Beberapa jenis-jenis inlets diantaranya:
− Curb inlets, sangat efektif digunakan pada aliran yang membawa padatan penyumbat saluran,
seperti pasir.
− Gutter inlets, baik untuk mengalirkan air dalam kapasitas kecil, tetapi kurang efektif untuk
menahan masuknya padatan-padatan yang terbawa oleh arus.
− Inlets kombinasi antara curb inlets dan gutter inlets.

Gambar II.8 Tipe inlets: (a) curb, dan (b) gutter

c) Bak Perangkap
Bak perangkap adalah sebuah kolam yang dibuat di bawah inlets. Fungsi utama dari
perangkap ini adalah untuk mencegah padatan masuk pada saluran drainase. Buangan padatan
ditangkap oleh bak pengendap untuk dipisahkan antara padatan berat dan padatan ringan yang
akan muncul ke permukaan.

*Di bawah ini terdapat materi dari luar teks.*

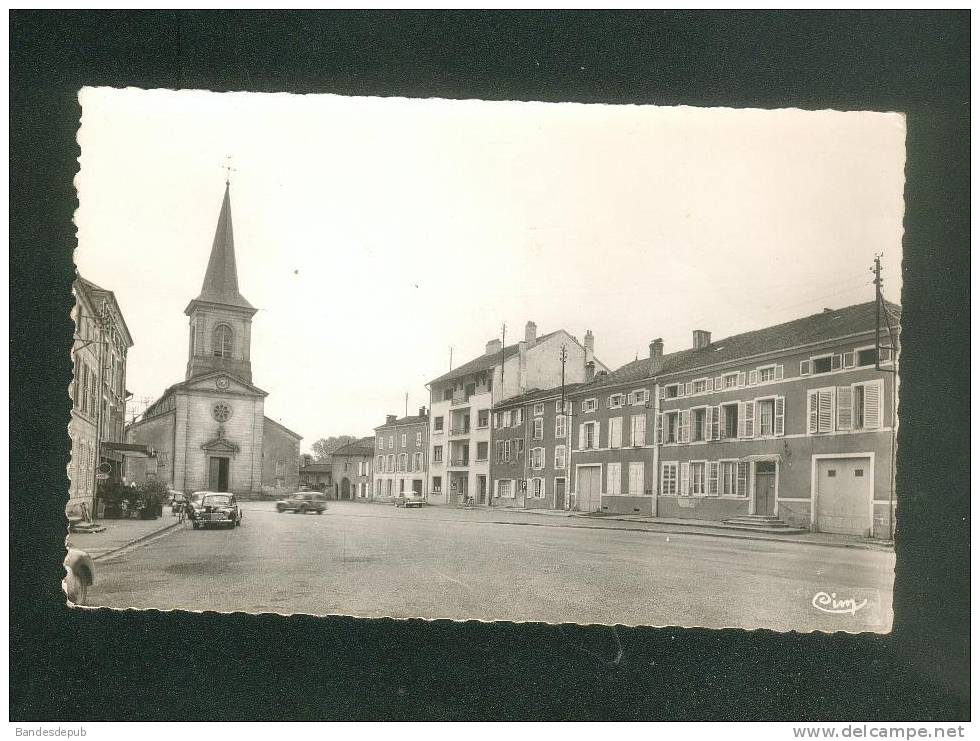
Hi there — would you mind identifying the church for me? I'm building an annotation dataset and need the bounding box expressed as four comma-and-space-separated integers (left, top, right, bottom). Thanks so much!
126, 183, 302, 496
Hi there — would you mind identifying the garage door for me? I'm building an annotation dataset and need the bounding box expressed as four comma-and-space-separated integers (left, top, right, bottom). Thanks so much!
576, 466, 602, 512
816, 458, 871, 535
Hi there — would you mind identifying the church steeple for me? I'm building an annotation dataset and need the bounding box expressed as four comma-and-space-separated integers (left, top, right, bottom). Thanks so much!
184, 181, 256, 383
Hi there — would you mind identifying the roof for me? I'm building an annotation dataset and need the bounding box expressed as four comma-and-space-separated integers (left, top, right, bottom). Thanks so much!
579, 301, 902, 391
330, 435, 374, 456
374, 414, 429, 430
188, 183, 255, 311
493, 383, 588, 409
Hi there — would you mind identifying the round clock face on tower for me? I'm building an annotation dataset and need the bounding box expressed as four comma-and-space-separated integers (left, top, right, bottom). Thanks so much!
211, 401, 231, 422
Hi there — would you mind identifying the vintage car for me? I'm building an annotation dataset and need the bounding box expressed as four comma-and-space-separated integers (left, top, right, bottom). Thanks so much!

Kadangkala bak perangkap dilengkapi dengan saringan untuk
memisahkan bermacam-macam padatan dan polutan. Bak perangkap dilengkapi dengan pompa
pada saluran dengan kemiringan relatif datar, ketika terdapat endapan pada saluran dan
akhirnya akan mengurangi kapasitas sistem saluran drainase.
d) Bangunan Terjun
Bangunan terjun digunakan untuk menghindari saluran yang terlalu curam sehingga
kecepatan aliran tidak melebihi 3 m/detik untuk menghindari pengikisan pada dinding saluran.
Oleh karena itu, dasar saluran dibuat tidak mengikuti kemiringan muka tanah, tetapi dibuat
normal tidak melebihi kemiringan terbesar yang diizinkan. Saluran dibagi atas ruas-ruas dan tiap
ruas dihubungkan dengan bangunan terjun. Batas ketinggian bangunan terjun adalah 2 meter.
Untuk di dalam kota, biasanya bangunan terjun sekitar 0,5–1,0 meter.

Gambar II.9 Skematik bangunan terjun

e) Gorong-gorong
Gorong-gorong dibangun pada saluran drainase yang mengalir di bawah bangunan seperti
jalan, jembatan, rel kereta api, dan sebagainya. Biasanya gorong-gorong membutuhkan
pemeliharaan yang lebih intensif dibanding perangkat lainnya. Agar tidak menghambat
pergerakan, sebaiknya gorong-gorong dibangun landai agar tidak terjadi endapan.
Gambar II.10 Potongan memanjang dan melintang gorong-gorong

f) Kolam Olakan
Kolam olakan berfungsi untuk meredam energi air pada hilir bangunan terjun atau pada lokasi
yang dapat mengakibatkan pengikisan.